Museum exhibits at the site of the Sado Island Gold Mines in Sado, Niigata Prefecture, Japan, July 28, 2024. /VCG
South Korea's Foreign Ministry urged Japan to implement its own commitments related to Japan's war-linked gold mine, local broadcaster MBC said Tuesday.
Seoul's Foreign Ministry said in a statement that Tokyo failed to fully implement the decision of the UNESCO World Heritage Committee (WHC) and its own commitments to reflecting the entire history at the site of the Sado Island Gold Mines, a gold mine on the Sado Island associated with the Korean Peninsula's wartime forced labor.
The statement urged Tokyo to faithfully implement the decision, its own commitments and the agreements between the two countries, saying Seoul would continue to talk with Tokyo about follow-up measures.

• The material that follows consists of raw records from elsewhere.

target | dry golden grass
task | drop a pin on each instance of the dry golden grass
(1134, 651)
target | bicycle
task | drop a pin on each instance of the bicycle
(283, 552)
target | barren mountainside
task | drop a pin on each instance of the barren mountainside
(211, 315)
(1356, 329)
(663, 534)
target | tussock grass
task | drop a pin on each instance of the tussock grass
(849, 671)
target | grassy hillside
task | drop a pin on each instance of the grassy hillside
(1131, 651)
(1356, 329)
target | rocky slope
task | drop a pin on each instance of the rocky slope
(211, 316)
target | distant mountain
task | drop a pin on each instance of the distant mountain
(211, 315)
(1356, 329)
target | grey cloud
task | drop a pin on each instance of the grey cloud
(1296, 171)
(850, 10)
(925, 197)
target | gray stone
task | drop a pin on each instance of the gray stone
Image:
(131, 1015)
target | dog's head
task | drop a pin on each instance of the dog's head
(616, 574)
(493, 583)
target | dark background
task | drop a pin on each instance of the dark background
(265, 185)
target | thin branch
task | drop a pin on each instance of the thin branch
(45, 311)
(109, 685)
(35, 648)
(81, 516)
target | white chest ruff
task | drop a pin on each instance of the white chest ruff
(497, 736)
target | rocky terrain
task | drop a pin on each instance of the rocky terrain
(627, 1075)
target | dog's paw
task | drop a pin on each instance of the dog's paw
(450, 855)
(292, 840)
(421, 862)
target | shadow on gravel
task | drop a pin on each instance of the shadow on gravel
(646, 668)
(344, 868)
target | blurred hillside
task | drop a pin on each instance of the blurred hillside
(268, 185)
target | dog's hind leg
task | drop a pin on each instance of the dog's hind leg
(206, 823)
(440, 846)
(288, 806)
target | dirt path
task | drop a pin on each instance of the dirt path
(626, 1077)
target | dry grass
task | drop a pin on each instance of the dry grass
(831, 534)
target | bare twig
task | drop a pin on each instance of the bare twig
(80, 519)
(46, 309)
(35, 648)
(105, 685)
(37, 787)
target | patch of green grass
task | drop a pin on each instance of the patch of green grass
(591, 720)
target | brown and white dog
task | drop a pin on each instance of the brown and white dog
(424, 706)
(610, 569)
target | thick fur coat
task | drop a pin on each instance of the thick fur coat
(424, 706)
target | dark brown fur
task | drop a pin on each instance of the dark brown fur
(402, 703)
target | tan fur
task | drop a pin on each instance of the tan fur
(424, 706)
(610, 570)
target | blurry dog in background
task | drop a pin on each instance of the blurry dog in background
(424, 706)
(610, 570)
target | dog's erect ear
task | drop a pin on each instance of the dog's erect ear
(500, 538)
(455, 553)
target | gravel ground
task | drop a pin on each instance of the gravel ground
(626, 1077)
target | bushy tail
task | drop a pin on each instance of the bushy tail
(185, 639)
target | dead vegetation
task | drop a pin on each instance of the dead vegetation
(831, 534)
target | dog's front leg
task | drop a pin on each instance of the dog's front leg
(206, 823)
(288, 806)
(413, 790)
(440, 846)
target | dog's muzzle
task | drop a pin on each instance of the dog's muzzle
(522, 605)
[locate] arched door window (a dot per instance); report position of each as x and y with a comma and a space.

South Korea agreed to list the notorious gold mine as a UNESCO World Heritage Site in July 2024 in exchange for Japan's promises such as the one to display the entire history of the heritage site, including the forced mobilization of Koreans during the Japanese colonial period.
Seoul claimed that no mention of the forced labor victims was made at the site.
South Korean historians say thousands of Koreans were forced by Imperial Japan into heavy labor in the gold mine, which was turned into facilities to manufacture war-related materials during World War Two, when the Korean Peninsula was under Japan's colonial rule. The mine was shut down in 1989.